Чехов сам воспитывал (и воспитал) себя в духе этих правил.
Прекрасные правила, но с расхожими представлениями о натуре гения, гениального художника все это как будто не очень вяжется. Мы склонны представлять гения исторгнутым из обычности: либо царь, либо отверженный. «Гений и безумство», даже «гений и беспутство» – да, пожалуй, но – «гений и воспитанность»? «гений и сдержанность»?..
Однако история подтвердила гениальность Чехова единственно достоверным способом: его рассказам и пьесам дано существовать во времени в качестве не исторических реликвий, а живых спутников человечества, отражаясь в меняющемся сознании новых поколений и отражая их перемены в себе. Зададимся вопросом: в чем же тайна долговечности Чехова? Но сначала попытаемся понять, почему вообще произведениям искусства (не всем) суждено жить в веках.

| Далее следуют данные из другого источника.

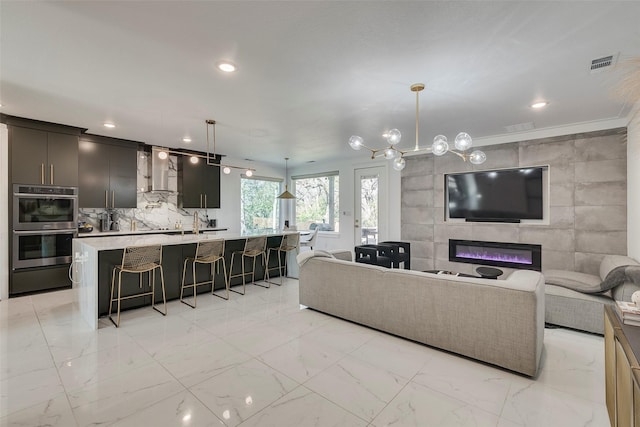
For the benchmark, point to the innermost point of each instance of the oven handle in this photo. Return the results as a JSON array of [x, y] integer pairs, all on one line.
[[47, 231], [45, 196]]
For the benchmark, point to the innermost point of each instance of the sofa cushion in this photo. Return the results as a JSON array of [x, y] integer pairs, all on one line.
[[581, 282], [303, 257]]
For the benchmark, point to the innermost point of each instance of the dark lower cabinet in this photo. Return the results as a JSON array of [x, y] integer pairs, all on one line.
[[39, 279], [173, 257]]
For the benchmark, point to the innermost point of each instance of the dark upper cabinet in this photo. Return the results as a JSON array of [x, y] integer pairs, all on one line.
[[108, 174], [41, 157], [198, 183]]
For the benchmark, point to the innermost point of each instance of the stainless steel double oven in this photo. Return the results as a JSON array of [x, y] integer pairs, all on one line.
[[44, 225]]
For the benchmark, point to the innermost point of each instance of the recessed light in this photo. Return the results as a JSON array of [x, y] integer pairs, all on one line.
[[227, 67], [540, 104]]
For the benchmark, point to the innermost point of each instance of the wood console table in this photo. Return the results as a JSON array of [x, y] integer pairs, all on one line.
[[622, 371]]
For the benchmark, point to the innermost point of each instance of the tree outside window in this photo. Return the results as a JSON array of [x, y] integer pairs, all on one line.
[[317, 202], [260, 209]]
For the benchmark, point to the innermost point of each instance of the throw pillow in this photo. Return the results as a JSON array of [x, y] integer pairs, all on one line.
[[580, 282]]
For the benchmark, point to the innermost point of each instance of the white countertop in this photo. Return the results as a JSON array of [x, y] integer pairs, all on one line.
[[119, 241], [97, 233]]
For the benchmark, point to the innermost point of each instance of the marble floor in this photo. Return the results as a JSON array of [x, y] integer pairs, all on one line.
[[261, 360]]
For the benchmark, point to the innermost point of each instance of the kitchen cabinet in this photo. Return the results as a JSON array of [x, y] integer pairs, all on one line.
[[41, 157], [108, 173], [198, 183], [622, 371]]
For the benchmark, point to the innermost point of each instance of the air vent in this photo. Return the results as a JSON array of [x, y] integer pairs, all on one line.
[[520, 127], [602, 64]]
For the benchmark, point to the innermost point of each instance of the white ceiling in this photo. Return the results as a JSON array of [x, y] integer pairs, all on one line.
[[312, 73]]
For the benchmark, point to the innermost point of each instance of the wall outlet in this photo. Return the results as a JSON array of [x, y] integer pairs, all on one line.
[[80, 258]]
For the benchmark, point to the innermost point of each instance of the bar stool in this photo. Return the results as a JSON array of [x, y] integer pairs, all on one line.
[[288, 243], [254, 247], [207, 252], [138, 260]]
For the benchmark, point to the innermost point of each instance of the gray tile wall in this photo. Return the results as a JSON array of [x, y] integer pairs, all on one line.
[[587, 202]]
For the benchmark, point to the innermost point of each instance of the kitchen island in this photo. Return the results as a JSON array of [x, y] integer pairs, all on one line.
[[95, 257]]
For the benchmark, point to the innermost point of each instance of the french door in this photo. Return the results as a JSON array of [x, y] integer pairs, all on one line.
[[371, 205]]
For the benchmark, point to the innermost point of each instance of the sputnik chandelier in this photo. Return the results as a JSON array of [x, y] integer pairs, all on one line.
[[440, 146]]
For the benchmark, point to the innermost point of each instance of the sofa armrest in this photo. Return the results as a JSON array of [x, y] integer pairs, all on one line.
[[343, 254], [609, 262]]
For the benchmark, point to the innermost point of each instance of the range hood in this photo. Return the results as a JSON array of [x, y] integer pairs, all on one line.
[[158, 170]]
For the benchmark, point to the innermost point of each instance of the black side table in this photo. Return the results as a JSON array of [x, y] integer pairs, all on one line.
[[489, 272]]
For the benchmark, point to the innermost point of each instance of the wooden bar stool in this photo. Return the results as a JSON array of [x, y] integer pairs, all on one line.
[[138, 260], [289, 242], [207, 252], [254, 247]]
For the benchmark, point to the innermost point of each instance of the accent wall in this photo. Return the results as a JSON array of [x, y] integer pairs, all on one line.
[[586, 198]]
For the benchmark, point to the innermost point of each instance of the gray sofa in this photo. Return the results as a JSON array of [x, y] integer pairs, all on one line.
[[496, 321], [577, 300]]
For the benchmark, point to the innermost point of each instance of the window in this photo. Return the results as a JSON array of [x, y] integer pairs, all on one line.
[[317, 201], [259, 207]]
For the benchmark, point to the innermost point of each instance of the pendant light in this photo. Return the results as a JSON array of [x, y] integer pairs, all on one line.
[[285, 194]]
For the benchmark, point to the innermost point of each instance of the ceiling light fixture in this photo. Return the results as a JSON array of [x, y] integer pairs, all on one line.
[[227, 67], [285, 194], [439, 147], [540, 104], [212, 156]]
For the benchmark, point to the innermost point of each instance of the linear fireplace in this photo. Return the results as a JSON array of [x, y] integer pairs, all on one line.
[[498, 254]]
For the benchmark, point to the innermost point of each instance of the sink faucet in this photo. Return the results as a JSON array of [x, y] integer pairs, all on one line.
[[196, 223]]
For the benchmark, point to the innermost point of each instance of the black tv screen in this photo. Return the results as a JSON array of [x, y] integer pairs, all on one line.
[[500, 195]]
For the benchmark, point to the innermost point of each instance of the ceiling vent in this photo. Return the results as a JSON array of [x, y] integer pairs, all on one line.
[[604, 63], [520, 127]]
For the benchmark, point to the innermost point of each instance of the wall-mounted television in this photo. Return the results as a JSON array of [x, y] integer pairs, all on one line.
[[505, 195]]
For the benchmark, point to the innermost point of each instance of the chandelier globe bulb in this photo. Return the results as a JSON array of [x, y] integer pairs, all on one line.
[[463, 141], [440, 145], [356, 142], [477, 157], [399, 163], [390, 153], [394, 136]]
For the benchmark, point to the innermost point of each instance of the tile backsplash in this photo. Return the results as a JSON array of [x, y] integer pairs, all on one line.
[[155, 210]]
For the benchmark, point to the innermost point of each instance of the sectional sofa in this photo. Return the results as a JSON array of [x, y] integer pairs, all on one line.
[[500, 322], [576, 300]]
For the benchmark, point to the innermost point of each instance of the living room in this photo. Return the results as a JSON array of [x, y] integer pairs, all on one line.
[[309, 76]]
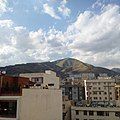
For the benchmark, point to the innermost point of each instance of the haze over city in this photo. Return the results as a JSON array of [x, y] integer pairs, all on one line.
[[47, 30]]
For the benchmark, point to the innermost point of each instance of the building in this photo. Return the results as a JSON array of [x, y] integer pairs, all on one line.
[[10, 92], [46, 79], [30, 102], [95, 113], [10, 85], [100, 90], [66, 107], [73, 91], [41, 104]]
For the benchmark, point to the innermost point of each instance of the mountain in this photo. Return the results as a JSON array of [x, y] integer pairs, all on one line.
[[61, 67], [116, 70]]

Жизнь художественного произведения протекает не на полках библиотек и не в стенах музеев. Оно живет в сознании воспринимающих, которое есть величина переменная. Украинский филолог А Потебня с чеканностью афоризма высказал мысль: произведение искусства есть не что-то раз навсегда созданное, а «нечто постоянно создающееся». Его досоздают и пересоздают читатели, зрители, слушатели – все, на кого оно действует. Они его интерпретируют, неизбежно внося что-то свое и новое в его содержание. Произведение, действующее длительно, воспринимаемое многими поколениями, обладает, по выражению Потебни, «неисчерпаемым возможным содержанием». «Это содержание, проецируемое нами, то есть влагаемое в самое произведение, действительно условлено его внутренней формой, но могло вовсе не входить в расчеты художника» [12] .
12
Потебня Л.А. Эстетика и поэтика. М, 1976. С. 181.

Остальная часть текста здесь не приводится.